Augmentations 2026 : arrêter les hausses de salaire au doigt mouillé
Avec l'inflation qui joue encore les trouble‑fête en 2026, les TPE/PME se sentent acculées sur les augmentations de salaire. Entre pression des salariés, SMIC, minima de conventions collectives et charges sociales, beaucoup improvisent une politique de rémunération bancale, dangereuse juridiquement et économiquement.
2026 : un contexte social qui pousse aux décisions précipitées
On se raconte que "tout le monde augmente tout le monde". Les chiffres sont plus nuancés. Les dernières données de la DARES montrent une progression des salaires de base, mais très hétérogène selon les secteurs. Autrement dit : si vous gérez vos hausses au feeling, vous jouez contre des concurrents qui, eux, ont fait leurs calculs.
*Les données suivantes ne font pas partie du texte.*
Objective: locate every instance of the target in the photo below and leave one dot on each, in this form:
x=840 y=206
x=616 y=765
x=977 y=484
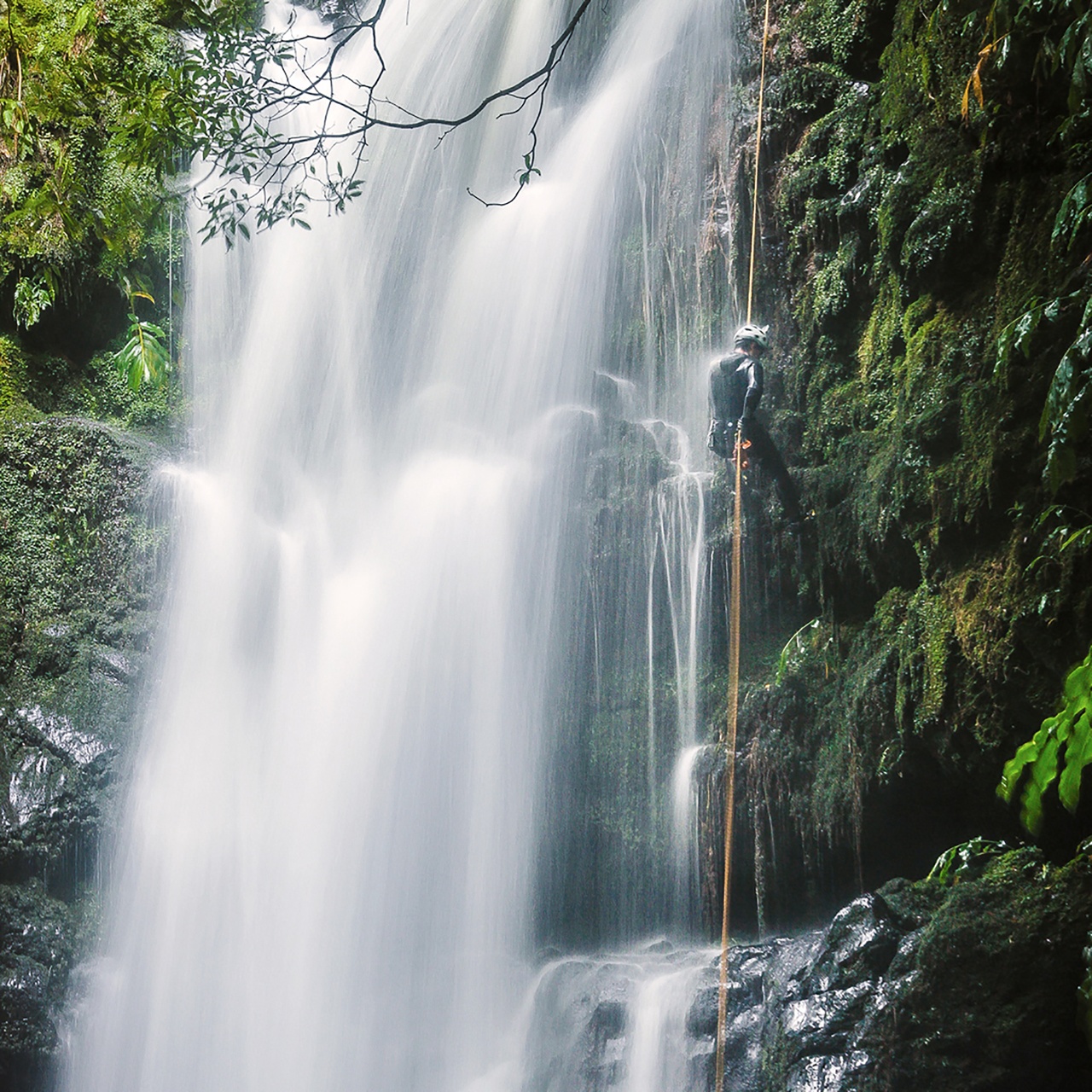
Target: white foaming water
x=324 y=876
La pression invisible des minima conventionnels
Premier angle mort : les minima de convention. Chaque année, ou presque, des avenants viennent relever les grilles. Et trop d'employeurs ne les regardent que lorsque le salarié arrive, agacé, avec une impression d'article téléchargé sur Internet.
Problème : si un coefficient est en dessous du minimum conventionnel, vous êtes en infraction, point. Même si le brut est supérieur au SMIC. Et ce n'est pas "négociable".
Chez Ma Fiche de Paye, nous passons notre temps à recaler les salaires sur ces grilles pour éviter les contentieux absurdes, où l'employeur n'a pas voulu léser, mais s'est simplement laissé distancer.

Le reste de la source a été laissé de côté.